What is known and can be controlled about teaching and learning, even in the face of a pandemic? Whether school opens remotely or face to face, a fundamental question remains for every school district in the country: “What are students to know and be able to do in reading, writing, math, science, and other important disciplines at each grade level or course?” Last spring, the rush to remote learning left many teachers answering this question in isolation from the broader district curriculum. Student learning outcomes became largely dependent upon the quality and will of the teacher. We must do better. Our students cannot afford to lose months of learning again this school year.
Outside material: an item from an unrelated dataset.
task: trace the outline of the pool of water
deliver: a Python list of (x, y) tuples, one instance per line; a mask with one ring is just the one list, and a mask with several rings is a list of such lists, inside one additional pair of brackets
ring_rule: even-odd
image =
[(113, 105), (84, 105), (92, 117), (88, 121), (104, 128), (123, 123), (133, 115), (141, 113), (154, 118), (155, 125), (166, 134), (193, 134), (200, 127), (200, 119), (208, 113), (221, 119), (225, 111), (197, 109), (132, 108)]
We cannot “pick up” where we left off nor can we spend weeks reteaching the previous year’s content and risk deepening learning gaps among our most
Strategic planning must lead to student readiness “for” and learning “of” grade-level content standards this year. This task will not be easy. District leadership should create teacher teams led by content experts to identify the essential learning expectations for this year. Based on those grade-level expectations, districts teams can then backward map pre-requisite learning from the previous grade-level content standards to guide teaching and learning for the coming school year. Decisions gleaned from this work will inform revisions to written curriculum documents such as a scope and sequence and become the “concrete” learning focus that will benefit both teachers, students, and their families. Successful planning must also result in a defined curriculum delivered using either a synchronous or asynchronous approach to ensure equitable access.
While many states and districts are necessarily putting standardized testing on hold for the moment, teachers can use existing formative data to guide instruction. Specifically, teachers can use formative data that details student learning proficiency toward standards-based knowledge and skill to further identify pre-requisite learning priorities to address individual student needs.
Most districts offer teacher professional training to learn technology platforms and tools to deliver curriculum, essential topics worthy of our time. But don’t forget the time needed for teacher training and collaboration to ensure understanding of the revised written curriculum and the alignment to district instructional resources and assessments. Districts who have completed the foundational work of identifying essential grade-level standards will have an advantage. For those who have not, external expert support may be needed. FourPoint has partnered with districts on this crucial work. While the task is not easy, teachers often report the process as one of their most beneficial professional learning experiences.
Amid critical decisions needed to open schools in the fall, I challenge you to spend some time focused on that fundamental question, “What are students to know and be able to do in reading, writing, math, science, and other important disciplines at each grade level or course? Our students deserve it!